Directs the Comptroller General to report to Congress regarding: (1) the number of additional mortgagors served using such automated process; and (2) the impact of such process and the insurance of mortgages pursuant to it on the safety and soundness of the insurance funds under the Act of which such mortgages are obligations.
(Sec. 26) Expresses the sense of Congress that the Secretary should report to Congress on the use of a portion of the funds received from premiums paid for FHA single family housing mortgage insurance that are in excess of the amounts paid out in claims to increase substantially the funding for FHA technology to bring it to the level and sophistication of technology used in the conventional mortgage lending market.
(Sec. 27) Increases maximum FHA multifamily housing mortgage limits in high cost areas from 140% of the basic loan limit to 170% and, on a project-by-project basis, to 215%.
(Sec. 28) Authorizes appropriations for FY2008 for discount sales of multifamily real properties.
(Sec. 29) Exempts from the requirements, limitations, and prohibitions of subtitle A (FHA Asset Disposition) of title II of the Deficit Reduction Act of 2005, and the amendments made by such title, any multifamily real property transaction for which: (1) the Secretary has received, before the Act's enactment, written expressions of interest in purchasing the property from both a city government and its housing commission; (2) the Secretary acquires title to the property at a foreclosure sale after receipt of such expressions of interest; and (3) such city government and housing commission have resolved a previous disagreement with respect to the disposition of the property.
(Sec. 30) Amends the Deficit Reduction Act of 2005 to prohibit the Secretary from selling multifamily real property through any discount sale during FY2011, or any multifamily loan through a discount loan sale during such fiscal year, unless the property or loan is sold for an amount that is equal to or greater than 60% of the property market value or loan market value, respectively.
(Sec. 31) Authorizes appropriations from the negative credit subsidy for mortgage insurance programs resulting from this Act for: (1) single family housing mortgage insurance; (2) housing counseling; (3) mortgage insurance technology, procedures, processes, program performance, and salaries; and (4) an affordable housing fund.
Conditions such authorization for a fiscal year upon certification by the Secretary that mortgage insurance premiums charged during it: (1) are established at the minimum amount sufficient to comply with the requirements for the MMI capital ratio; and (2) ensure the safety and soundness of the other mortgage insurance funds under such Act.
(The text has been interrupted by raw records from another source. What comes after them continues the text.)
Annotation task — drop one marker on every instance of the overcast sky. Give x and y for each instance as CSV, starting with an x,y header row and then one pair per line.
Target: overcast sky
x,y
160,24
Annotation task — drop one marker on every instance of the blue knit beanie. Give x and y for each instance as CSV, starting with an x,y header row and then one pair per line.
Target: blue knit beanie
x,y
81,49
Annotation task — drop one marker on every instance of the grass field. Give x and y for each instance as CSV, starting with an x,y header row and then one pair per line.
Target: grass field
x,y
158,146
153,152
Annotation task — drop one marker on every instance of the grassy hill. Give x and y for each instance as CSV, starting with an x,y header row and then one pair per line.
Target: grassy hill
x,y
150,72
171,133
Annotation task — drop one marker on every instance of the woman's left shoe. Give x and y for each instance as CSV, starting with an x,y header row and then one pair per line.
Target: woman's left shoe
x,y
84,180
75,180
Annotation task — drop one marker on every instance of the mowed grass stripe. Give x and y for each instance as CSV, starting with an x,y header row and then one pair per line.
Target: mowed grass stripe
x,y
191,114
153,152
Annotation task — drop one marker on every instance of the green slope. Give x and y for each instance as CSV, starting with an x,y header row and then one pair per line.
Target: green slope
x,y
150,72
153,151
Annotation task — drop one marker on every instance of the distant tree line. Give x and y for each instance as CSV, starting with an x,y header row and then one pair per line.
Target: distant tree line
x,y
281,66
Requires any such negative credit subsidy to ensure adequately the efficient delivery and availability of the mortgage insurance programs.
Requires the Secretary to study and report to Congress on how best to update and upgrade mortgage insurance program procedures and technologies so that the policies and procedures for originating, insuring, and servicing of mortgages conform with those customarily used by secondary market purchasers of residential mortgage loans.
(Sec. 32) Sets limitations upon mortgage insurance premium increases.
(Sec. 33) Amends the National Housing Act to establish civil money penalties for improperly influencing property appraisals.
(Sec. 34) Instructs the Secretary to provide refunds of unearned premium charges paid for mortgage insurance to or on behalf of otherwise refund-eligible mortgagors whose mortgages were closed before December 8, 2004, and endorsed on or after such date.